Butterfly Networks

This is about the butterfly network topology. We’ll walk through how it naturally arises in the FFT algorithm. Then I’ll discuss some nice properties and use cases for butterfly networks.

Topics

Motivation
FFT example
Butterfly network topology
Properties and applications

Motivation (polynomial multiplication)

Consider the problem of multiplying two polynomials

\[\\ a(x)=\sum_{i=0}^d a_ix^i; b(x)=\sum_{i=0}^d b_ix^i \\\]

. The degree of $a,b$ is just $d$ – the largest power of $x$ appearing in the polynomials. In middle school, we learn a simple $O(n^2 )$ double-summation approach to multiplying these:

\[\\ C(x)=a(x)b(x)=\sum_{i=0}^d \sum_{j=0}^d a_ib_jx^{i+j} \\\]

We’ll try to improve to $O(n \log ⁡n)$ time. Assume for simplicity that $n=d+1$ is a power of 2. Let’s consider how we are representing the polynomials $a,b$. We’re currently specifying $a$ via its coefficient representation $[a_0,…,a_d]$; likewise for $b$.

As an alternative specification, suppose we are given a selection of distinct points, $x_1,…,x_n$, at which $a(x),b(x)$ are evaluated. From algebra, we know that a polynomial can also be fully specified by its values $n$ distinct points. Hence, we can also fully specify $a$ via its evaluation representation $[a(x_1 ),…,a(x_n )]$.

How does this help us? If we know $a(x_1 ),b(x_1)$, clearly we also know $C(x_1)$ by simply multiplying $a(x_1) \cdot b(x_1)$. So if we manage to convert $a,b$ from coefficient representation to evaluation representation, we can quickly compute $C$’s evaluation representation. Then, if we can convert the other way around – from $C$’s evaluation representation to $C$’s coefficient representation – we’re done!

That’s exactly what we’ll try to do below. In particular, we’ll focus on converting $a$ from coefficient representation to evaluation representation. This conversion is called a Discrete Fourier Transform (DFT), and the Fast Fourier Transform (FFT) is an algorithm to do the conversion quickly. (The reverse conversion, and Inverse DFT, uses similar ideas, so we won’t discuss it here.)

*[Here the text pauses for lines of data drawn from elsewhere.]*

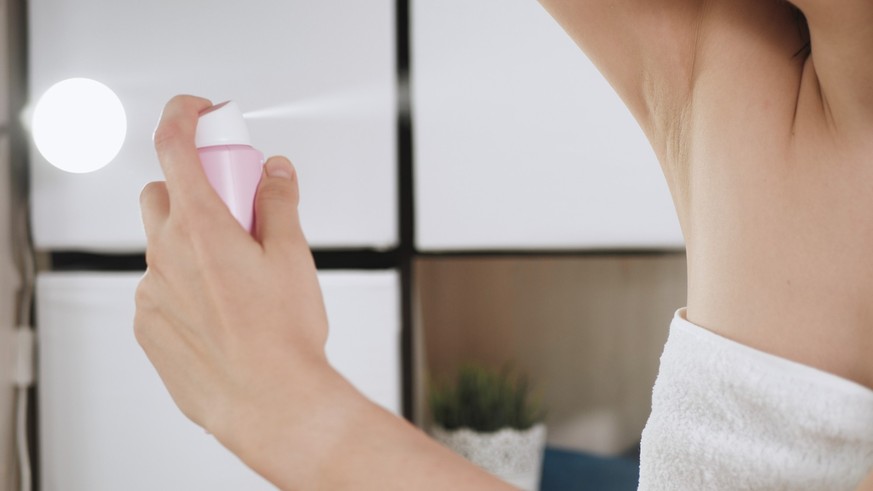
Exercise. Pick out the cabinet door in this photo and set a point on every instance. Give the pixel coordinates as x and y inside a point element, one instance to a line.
<point>106,421</point>
<point>519,141</point>
<point>320,76</point>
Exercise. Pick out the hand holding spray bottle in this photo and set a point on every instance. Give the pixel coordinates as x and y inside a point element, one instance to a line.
<point>232,166</point>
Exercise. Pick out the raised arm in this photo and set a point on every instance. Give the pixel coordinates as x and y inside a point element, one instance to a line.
<point>645,48</point>
<point>841,61</point>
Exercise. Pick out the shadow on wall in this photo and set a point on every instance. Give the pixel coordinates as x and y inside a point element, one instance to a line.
<point>589,331</point>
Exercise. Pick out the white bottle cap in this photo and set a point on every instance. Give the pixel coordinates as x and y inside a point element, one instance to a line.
<point>222,124</point>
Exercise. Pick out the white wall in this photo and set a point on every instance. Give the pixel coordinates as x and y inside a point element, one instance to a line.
<point>106,421</point>
<point>333,60</point>
<point>519,141</point>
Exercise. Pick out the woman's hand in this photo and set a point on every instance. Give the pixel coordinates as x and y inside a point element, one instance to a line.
<point>231,322</point>
<point>235,326</point>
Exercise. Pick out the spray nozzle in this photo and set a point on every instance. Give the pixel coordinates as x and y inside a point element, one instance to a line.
<point>222,124</point>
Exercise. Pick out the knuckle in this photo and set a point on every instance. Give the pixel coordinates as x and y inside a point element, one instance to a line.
<point>151,190</point>
<point>167,132</point>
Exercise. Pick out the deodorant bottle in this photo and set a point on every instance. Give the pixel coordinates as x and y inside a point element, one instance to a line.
<point>232,166</point>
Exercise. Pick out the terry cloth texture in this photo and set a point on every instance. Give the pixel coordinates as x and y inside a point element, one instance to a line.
<point>727,416</point>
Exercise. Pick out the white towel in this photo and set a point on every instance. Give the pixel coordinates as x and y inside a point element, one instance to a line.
<point>727,416</point>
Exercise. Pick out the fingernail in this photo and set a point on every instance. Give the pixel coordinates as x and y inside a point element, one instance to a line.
<point>278,168</point>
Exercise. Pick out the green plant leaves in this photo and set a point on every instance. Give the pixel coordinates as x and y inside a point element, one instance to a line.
<point>485,401</point>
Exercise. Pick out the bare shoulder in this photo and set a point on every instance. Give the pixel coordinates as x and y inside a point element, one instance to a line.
<point>840,67</point>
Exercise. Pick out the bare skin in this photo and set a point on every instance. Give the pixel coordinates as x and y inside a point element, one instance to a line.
<point>767,157</point>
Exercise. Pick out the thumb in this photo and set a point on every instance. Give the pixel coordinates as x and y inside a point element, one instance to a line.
<point>276,218</point>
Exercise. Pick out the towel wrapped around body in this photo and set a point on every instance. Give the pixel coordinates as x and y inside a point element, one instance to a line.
<point>727,416</point>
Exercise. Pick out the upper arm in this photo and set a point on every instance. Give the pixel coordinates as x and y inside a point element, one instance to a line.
<point>644,48</point>
<point>841,35</point>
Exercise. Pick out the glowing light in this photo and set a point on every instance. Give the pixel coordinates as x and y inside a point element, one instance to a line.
<point>79,125</point>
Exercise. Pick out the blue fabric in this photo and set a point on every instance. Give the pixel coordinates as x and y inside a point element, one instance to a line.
<point>565,470</point>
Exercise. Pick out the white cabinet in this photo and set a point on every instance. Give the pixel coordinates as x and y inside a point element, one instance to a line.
<point>106,421</point>
<point>519,141</point>
<point>325,68</point>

This example is based on these great lecture notes and this video.

Fast Fourier Transform

Let’s take a divide and conquer approach. Write a degree-$d$ polynomial as the sum of two $\approx d/2$ degree polynomials. We can do this by grouping even and odd terms together.

\[\\ a(x)=[a_0+a_2 x^2+\cdots+a_{d-1} x^{d-1} ] \\\] \[\\ +x[a_1+a_3 x^2+\cdots+a_d x^{d-1} ] \\\]

Notice how we pulled the $x$ out of the odd group, so that now each group only has even terms. This allows us to write a simple decomposition:
$a(x)=a_+ (x^2 )+xa_- (x^2 )$, where

\[\\ a_+ (y)=a_0+a_2 y+⋯+a_{d-1} y^{(d-1)/2} \\\] \[\\ a_- (y)=a_1+a_3 y+⋯+a_d y^{(d-1)/2} \\\]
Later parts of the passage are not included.